第3話:山内家の秘密

その夜、夫婦の寝室にて。

「ねえ、まさかあの子のこと、忘れた訳じゃないよね?」

眠れない孝に香織がそう質問した。

「俊彦のことか?」

「何でわざわざ芝居したの?」

「お母さんたちが聞いてるから」

「静江お母さんが・・・」

「家のお母さんも知ってるさ。行方不明になった俊彦のこと」

「だから、あの子の代わりに家にやってきたあの少年の名前を俊彦としたのね・
・・」

「そうだ。戸籍がなければ、住民票どころの問題じゃないからな」

「山内俊彦か・・・」

そうなのだ。山内家には子供がいた。というより、32歳と28歳の夫婦に子供
がいないこと自体、おかしい。それが、今、行方不明でいない山内俊彦なのだ。
つまり、孝は戸籍を作るためにあの記憶喪失の少年を俊彦としたのだ。戸籍がき
ちんとあれば、その行方不明になっている本当の山内俊彦の代わりに、あの少年
を住民票に登録できると孝は、きちんと考えていたのだ。
だが、しかし、その偽りは事実に矛盾している。
皆さんは、「公正証書原本不実記載罪」という罪をご存じだろうか。
町長がその罪を全く知らずに、住民票を書き換えるとは思えない。
この話には、何か裏がありそうだ。
孝と香織は、横になりながら、行方不明になっている本当の子供のことを思い出
している。

「あの子、もう亡くなったわよね」

「いや、それは・・・」

「あの事件もそのうち、時効になってしまうかも」

「どっかの国に拉致されてる可能性もあるな」

「北朝鮮みたく?」

孝はそう質問された時には、スヤスヤ眠ってしまっていた。
香織は、

「俊彦・・・か」

と一人言を呟きながら、天井を見つめていた。
明くる日、町長の堀口さんの特別な許可で、少年は、「山内俊彦」として、『山
形航空高校』の願書をもらってきた。堀口さんは、孝の話を信じて、東京の都立
新宿区第一中学に、

「山内俊彦という子がそちらの中学を卒業したことにしてくれないか」

と電話した。

「何故です。そんな事をして、ばれたら、あなたも私も捕まってしまいますよ」

「まあ、そこでだな・・・」

「100万でどうだ?」

と都立新宿区第一中学の校長と交渉した。

「お宅、何かたくらんでますね」

「まぁ、そういうことだ」

「いいでしょう。
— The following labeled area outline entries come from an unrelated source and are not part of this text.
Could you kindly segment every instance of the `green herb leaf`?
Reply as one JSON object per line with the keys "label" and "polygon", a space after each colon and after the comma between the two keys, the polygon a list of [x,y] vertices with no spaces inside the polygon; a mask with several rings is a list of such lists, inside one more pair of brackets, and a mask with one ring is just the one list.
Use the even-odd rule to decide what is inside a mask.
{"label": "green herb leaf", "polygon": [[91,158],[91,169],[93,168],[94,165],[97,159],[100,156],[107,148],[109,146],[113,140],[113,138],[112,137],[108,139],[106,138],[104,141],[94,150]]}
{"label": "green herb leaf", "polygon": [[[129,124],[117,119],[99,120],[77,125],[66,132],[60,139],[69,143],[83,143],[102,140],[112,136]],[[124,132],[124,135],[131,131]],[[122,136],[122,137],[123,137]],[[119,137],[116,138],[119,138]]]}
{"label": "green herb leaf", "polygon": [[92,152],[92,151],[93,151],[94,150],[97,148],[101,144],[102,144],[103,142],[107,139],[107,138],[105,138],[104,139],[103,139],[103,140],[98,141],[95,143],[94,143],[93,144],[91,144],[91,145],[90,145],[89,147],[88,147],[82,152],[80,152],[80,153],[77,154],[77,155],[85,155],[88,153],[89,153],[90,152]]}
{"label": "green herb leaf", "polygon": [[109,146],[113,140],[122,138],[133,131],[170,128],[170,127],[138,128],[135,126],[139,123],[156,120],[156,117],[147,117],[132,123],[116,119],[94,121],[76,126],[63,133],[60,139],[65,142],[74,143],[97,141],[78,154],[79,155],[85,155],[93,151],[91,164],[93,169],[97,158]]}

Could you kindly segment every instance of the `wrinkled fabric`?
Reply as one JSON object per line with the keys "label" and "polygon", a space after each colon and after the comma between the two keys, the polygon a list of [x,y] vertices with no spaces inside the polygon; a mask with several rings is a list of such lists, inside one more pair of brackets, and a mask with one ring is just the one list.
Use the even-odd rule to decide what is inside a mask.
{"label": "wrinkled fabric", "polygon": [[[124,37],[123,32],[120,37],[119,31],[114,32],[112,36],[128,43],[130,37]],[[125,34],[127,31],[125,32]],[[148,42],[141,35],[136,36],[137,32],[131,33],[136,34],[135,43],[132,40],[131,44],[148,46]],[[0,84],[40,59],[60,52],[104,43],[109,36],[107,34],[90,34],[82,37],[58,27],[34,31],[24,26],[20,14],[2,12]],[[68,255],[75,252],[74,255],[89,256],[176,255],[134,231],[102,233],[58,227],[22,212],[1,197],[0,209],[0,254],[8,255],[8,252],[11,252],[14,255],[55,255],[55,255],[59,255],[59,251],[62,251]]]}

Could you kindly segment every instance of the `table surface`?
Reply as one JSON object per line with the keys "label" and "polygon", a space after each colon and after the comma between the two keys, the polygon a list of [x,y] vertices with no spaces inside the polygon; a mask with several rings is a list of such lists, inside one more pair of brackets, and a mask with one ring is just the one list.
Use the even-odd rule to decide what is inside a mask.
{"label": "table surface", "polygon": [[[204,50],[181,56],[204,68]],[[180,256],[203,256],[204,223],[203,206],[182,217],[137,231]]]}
では、1週間以内に私の所に来てください」

堀口さんは、新幹線で次の日に都立新宿区第一中学の校長、佐藤さんに会った。

「いい話があるんだ。実はな・・・」

「お宅も悪よのう。なんちゃって」

「フハハハハ」

堀口のかん高い声は、校長室中に響いた。
おみやげと称したカステラの下には、100万円の札束が隠されていた。
それから、1週間後、孝は町役場で『偽山内俊彦』の内申書をもらってきた。

「本当にこんなことしていいんですか?」

「あんたも子供が欲しかったんだろう?別にたいしたことではないさ」

「それならいいんですが・・・」

「山内俊彦君のことを気にしてるのかね」

「えっ、俊彦のことですか?」

「俊彦君と言っても、山内さんの所に現にいるあの少年のことでなくて、お宅の
本当の子供のことだよ」

「あの子のことは、もう忘れました。俺たち夫婦ともども、もうあの事件の事は
忘れたいんです」

実の子供、『山内俊彦』は山内一家が山菜を採りに行ったとき、行方不明となっ
ていたのだ。山で遭難したのかもしれないが、実のところ、原因は不明だ。
警察にも届けを出した。だが、警察も諦めていた。それは、八甲田山で遭難した
かもしれないからだ。
「もしかしたら、生きているかもしれない」と希望を持った日もあったが、「マ
スコミに公表されたくないから」という孝と香織の願いで、この事件は迷宮入り
となっている。
それにしても、町長の堀口は一体、何を考えているのだろうか。
それは、孝も香織も、いや山内一家自体、疑問に思っている。
その事が、やがて大事件につながるとは知らずに・・・。
それから、俊彦は孝に山形航空高校に願書を出しに連れてってもらった。
俊彦が、孝に、

「いいの?勝手に内申書作って?」

「シーッ」

と俊彦の口をふさいだ。
何もかもが不明な俊彦、いや、この少年の謎。
そして、不気味な町長、堀口の陰謀。